Matt had just been considering the vision of the throttled man as he had last looked upon him in the dim light of the electric lantern; but he did not start at the mention of him.
"There's no tellin'," he answered. "He might a-ben gettin' ready to chuck his pardner. He might a-pulled out in the mornin' for parts unknown, if we hadn't happened along. I guess there's just as many thieves among honest men as there is among thieves. You read about such things in the papers, Jim. Pardners is always knifin' each other."

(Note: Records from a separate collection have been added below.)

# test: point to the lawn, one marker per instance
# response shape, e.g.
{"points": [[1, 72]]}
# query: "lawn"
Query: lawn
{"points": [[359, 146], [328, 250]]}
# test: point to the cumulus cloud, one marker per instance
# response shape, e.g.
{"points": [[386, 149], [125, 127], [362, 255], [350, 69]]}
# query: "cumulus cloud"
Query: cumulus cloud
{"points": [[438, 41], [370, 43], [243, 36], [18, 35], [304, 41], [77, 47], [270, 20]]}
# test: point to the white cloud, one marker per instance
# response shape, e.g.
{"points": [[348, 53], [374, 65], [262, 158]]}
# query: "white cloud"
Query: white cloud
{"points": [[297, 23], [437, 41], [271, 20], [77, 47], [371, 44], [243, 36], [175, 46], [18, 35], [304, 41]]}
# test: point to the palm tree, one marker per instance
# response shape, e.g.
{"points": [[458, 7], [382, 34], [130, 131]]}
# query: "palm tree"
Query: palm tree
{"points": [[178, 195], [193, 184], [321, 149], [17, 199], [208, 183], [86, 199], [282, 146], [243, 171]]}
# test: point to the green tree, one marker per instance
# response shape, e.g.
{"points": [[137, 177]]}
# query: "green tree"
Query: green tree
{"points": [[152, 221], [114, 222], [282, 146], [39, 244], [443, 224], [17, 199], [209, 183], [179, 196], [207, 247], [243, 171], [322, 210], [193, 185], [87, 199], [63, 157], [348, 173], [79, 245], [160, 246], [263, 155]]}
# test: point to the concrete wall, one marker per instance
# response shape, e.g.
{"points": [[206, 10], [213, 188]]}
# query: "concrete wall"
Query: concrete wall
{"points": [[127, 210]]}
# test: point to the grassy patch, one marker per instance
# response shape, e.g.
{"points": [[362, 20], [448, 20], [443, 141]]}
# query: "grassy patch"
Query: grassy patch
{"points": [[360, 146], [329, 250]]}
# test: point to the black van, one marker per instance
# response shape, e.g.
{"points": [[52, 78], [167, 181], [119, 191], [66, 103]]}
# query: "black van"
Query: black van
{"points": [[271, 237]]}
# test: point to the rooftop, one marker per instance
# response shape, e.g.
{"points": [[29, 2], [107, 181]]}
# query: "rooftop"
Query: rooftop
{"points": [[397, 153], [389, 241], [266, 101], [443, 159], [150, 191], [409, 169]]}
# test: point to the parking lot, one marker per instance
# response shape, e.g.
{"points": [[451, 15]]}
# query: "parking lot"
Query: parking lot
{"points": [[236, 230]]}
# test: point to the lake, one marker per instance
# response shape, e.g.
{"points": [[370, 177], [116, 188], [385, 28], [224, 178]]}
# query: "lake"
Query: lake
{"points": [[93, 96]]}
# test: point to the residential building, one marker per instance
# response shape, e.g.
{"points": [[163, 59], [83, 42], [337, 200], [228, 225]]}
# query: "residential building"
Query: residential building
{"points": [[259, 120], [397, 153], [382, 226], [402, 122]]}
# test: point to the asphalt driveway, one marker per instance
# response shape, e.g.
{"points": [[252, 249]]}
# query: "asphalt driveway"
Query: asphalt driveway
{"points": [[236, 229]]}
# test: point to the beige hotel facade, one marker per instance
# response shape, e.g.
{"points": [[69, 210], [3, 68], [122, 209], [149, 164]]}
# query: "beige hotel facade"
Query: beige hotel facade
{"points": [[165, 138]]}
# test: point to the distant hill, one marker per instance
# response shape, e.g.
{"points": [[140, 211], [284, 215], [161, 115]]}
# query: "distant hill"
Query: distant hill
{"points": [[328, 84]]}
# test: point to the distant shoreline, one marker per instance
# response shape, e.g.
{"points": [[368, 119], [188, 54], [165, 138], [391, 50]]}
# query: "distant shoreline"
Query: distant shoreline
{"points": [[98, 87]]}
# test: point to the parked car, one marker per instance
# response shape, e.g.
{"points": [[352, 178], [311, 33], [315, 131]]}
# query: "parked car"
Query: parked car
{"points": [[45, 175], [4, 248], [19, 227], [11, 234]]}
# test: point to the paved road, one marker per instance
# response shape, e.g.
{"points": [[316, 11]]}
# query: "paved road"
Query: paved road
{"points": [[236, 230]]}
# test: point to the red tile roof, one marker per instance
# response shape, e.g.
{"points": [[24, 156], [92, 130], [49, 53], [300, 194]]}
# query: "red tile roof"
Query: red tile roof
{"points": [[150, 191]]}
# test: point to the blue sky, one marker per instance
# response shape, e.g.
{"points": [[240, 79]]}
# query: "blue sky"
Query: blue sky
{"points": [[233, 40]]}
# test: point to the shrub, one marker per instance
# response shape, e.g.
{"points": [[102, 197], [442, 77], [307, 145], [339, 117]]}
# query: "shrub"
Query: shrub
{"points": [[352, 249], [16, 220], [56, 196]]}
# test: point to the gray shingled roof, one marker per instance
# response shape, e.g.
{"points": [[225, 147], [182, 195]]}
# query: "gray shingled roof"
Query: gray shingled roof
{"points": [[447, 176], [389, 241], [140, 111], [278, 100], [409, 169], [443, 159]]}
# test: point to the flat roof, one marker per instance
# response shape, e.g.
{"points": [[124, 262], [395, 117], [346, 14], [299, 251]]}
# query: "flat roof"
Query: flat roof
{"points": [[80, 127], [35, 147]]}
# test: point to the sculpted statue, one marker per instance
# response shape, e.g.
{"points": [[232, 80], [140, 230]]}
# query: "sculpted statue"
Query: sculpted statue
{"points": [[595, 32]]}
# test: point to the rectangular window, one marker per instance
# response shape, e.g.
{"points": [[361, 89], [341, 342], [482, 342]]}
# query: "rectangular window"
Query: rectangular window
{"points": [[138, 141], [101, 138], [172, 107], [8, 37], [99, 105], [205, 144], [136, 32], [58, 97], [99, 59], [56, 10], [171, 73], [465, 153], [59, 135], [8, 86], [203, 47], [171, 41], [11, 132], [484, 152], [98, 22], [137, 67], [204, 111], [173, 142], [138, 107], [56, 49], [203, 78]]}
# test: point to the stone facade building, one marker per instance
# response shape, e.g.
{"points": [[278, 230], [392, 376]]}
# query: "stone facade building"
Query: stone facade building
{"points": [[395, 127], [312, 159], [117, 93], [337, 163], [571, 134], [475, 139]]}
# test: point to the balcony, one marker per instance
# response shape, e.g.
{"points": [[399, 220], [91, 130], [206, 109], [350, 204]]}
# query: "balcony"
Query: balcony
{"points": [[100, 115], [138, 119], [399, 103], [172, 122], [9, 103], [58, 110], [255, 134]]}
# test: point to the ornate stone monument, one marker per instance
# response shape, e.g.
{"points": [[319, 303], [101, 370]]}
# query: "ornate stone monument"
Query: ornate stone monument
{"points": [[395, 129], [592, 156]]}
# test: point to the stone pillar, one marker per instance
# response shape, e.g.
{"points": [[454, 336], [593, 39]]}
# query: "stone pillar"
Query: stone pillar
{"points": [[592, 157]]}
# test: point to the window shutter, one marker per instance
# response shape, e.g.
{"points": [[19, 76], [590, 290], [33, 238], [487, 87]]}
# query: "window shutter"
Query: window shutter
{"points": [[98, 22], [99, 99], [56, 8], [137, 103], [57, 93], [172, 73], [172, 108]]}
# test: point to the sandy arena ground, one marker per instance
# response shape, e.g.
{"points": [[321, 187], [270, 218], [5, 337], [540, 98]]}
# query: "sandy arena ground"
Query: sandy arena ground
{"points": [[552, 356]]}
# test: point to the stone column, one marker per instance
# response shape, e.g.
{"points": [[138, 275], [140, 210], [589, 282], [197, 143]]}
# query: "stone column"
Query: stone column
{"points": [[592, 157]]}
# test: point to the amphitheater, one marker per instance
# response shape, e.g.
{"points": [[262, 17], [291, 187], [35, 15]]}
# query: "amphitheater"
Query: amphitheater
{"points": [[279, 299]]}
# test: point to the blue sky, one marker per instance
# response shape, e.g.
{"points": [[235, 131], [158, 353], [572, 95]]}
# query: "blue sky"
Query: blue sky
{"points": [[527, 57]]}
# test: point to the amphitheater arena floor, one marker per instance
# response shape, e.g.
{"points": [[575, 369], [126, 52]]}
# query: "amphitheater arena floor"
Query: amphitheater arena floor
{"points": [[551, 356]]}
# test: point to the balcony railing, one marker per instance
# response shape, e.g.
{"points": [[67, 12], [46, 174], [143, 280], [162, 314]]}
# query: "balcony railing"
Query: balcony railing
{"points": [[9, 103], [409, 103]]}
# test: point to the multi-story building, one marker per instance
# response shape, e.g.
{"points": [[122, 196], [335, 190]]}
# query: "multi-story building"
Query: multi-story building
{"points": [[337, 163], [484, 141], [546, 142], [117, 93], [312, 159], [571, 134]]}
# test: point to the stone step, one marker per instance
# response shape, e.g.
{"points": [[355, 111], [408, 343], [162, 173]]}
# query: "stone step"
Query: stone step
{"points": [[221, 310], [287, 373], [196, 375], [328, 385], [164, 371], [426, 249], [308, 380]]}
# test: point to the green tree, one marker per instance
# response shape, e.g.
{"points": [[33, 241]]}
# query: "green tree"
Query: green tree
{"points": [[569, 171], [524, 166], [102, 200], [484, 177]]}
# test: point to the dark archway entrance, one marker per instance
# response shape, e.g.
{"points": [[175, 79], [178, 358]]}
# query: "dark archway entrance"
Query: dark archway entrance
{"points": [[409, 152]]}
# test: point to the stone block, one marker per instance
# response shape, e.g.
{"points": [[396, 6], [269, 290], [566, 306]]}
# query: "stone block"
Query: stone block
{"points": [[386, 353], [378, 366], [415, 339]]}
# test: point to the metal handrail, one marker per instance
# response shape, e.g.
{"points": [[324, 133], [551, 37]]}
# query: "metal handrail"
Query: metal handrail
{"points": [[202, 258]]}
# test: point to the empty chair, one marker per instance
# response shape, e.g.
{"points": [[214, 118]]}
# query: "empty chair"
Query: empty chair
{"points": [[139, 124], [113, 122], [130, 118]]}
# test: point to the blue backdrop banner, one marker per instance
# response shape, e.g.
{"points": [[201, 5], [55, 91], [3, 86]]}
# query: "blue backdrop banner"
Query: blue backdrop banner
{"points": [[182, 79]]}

A queer, nervous look came into the other's eyes. Matt did not betray that he noted it, though he said--
"What was you thinkin' about, Jim?"
Jim was a trifle awkward for the moment.
"Nothin'," he answered. "Only I was thinkin' just how funny it was--all them jools at his house. What made you ask?"
"Nothin'. I was just wonderin', that was all."
The silence settled down, broken by an occasional low and nervous giggle on the part of Jim. He was overcome by the spread of gems. It was not that he felt their beauty. He was unaware that they were beautiful in themselves. But in them his swift imagination visioned the joys of life they would buy, and all the desires and appetites of his diseased mind and sickly flesh were tickled by the promise they extended. He builded wondrous, orgy-haunted castles out of their brilliant fires, and was appalled at what he builded. Then it was that he giggled. It was all too impossible to be real. And yet there they blazed on the table before him, fanning the flame of the lust of him, and he giggled again.
"I guess we might as well count 'em," Matt said suddenly, tearing himself away from his own visions. "You watch me an' see that it's square, because you an' me has got to be on the square, Jim. Understand?"
Jim did not like this, and betrayed it in his eyes, while Matt did not like what he saw in his partner's eyes.
"Understand?" Matt repeated, almost menacingly.
"Ain't we always ben square?" the other replied, on the defensive because of the treachery already whispering in him.
"It don't cost nothin', bein' square in hard times," Matt retorted. "It's bein' square in prosperity that counts. When we ain't got nothin', we can't help bein' square. We're prosperous now, an' we've got to be business men--honest business men. Understand?"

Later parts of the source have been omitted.